Yann-Maël Larher appelle de ses voeux une "entreprise physiquement libérée des règles spatio-temporelles".
Yann-Maël Larher appelle de ses voeux une "entreprise physiquement libérée des règles spatio-temporelles". © Oqvector/stock adobe.com

Télétravail, réseaux sociaux, nouvelles technologies de l’information et de la communication… le numérique a investi notre sphère professionnelle de la même manière qu’il s’est invité dans notre vie privée. Et incite les entreprises à repenser leurs pratiques pour mieux correspondre aux aspirations de leurs salariés : individualisation du rapport au travail, meilleur équilibre vie pro/vie perso, flexibilité dans l’organisation de leur journée de travail…

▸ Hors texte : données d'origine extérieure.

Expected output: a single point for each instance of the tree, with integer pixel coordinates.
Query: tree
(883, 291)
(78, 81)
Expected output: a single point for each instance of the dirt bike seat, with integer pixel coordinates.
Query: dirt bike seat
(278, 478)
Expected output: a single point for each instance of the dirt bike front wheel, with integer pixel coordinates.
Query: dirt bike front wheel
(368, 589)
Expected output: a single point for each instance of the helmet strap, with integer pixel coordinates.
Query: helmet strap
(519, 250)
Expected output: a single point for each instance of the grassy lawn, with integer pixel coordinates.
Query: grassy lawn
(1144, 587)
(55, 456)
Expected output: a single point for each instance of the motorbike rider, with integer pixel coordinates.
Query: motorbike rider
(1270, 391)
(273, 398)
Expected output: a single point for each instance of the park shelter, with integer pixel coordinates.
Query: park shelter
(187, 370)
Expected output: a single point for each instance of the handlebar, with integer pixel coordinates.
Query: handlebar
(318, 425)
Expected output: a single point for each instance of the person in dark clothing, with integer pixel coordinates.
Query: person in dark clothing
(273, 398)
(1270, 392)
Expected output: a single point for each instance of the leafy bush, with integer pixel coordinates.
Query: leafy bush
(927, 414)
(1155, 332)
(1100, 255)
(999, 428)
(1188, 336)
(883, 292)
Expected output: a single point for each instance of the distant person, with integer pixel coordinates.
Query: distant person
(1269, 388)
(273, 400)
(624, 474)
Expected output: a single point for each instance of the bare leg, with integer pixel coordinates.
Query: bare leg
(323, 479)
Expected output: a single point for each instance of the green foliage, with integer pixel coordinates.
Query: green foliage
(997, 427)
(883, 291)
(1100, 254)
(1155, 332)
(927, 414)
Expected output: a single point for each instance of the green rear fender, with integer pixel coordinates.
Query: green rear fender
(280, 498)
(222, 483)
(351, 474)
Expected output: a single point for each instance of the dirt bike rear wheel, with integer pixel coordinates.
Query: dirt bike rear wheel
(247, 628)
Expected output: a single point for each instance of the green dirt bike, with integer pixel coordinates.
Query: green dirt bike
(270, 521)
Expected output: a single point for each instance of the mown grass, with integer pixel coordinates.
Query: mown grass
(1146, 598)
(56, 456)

Dans son ouvrage, Le droit du travail à l’heure du numérique (éditions Nuvis), paru en janvier dernier, Maître Yann-Maël Larher répond à la question suivante : quel sera le futur du travail et de l’entreprise à l’heure de la transformation numérique ? Il revient sur les principales pistes avancées dans son livre. L'avocat Yann-Maël Larher est l'auteur d'un ouvrage intitulé "Le droit du travail à l'heure du numérique".

1. Quelles sont les nouvelles opportunités offertes aux salariés et aux entreprises par l’avènement du numérique ?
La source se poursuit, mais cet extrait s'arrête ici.